Vitamin D deficiency was once thought to exclusively affect bone metabolism, but now there is ample evidence of its role in many other conditions including metabolic syndrome, autoimmune diseases, and cancer [1]. Vitamin D receptors are recognized to be in numerous extraskeletal tissues, such as pancreas and muscle [2]. A systematic review by Pittas and colleagues [3] reported that vitamin D may have a beneficial effect on the action of insulin, either directly or indirectly. Several observational studies in adults, including the Framingham Heart Study [4], have reported an inverse association between vitamin D status and insulin resistance. However, data from children and adolescents do not consistently report this inverse relationship [510]. Even in studies reporting this association in adolescents and children, the strength of association has been found to be very modest [6]. Further, none of the studies in adolescents have studied the effect of puberty on this association. A fall in insulin sensitivity with compensatory increase in insulin secretion has been reported in puberty [11, 12].

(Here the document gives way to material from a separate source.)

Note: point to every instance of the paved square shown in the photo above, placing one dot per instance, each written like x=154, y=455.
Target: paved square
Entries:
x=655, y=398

High prevalence of cardiometabolic risk factors, including insulin resistance (64.8% of normal weight children had at least one cardiometabolic abnormality), even in healthy young children of normal weight, has been reported in Indian children and adolescents [13]. South-Asian adolescents, including those with normal BMI, have a higher prevalence of insulin resistance when compared with age and BMI matched European adolescents [14, 15]. This ethnic difference in insulin sensitivity was attributed to the higher body fat percentage in South-Asian children [15]. An alternative hypothesis to explain the ethnic differences in insulin sensitivity is vitamin D deficiency. Despite plenty of sunlight available throughout the year, a high prevalence of vitamin D deficiency has been reported in all age groups including toddlers, school children, pregnant women and their neonates, and adult males and females residing in rural and urban India [16]. Vitamin D deficiency has been reported in 84–92% children in the age group of 10–18 [17].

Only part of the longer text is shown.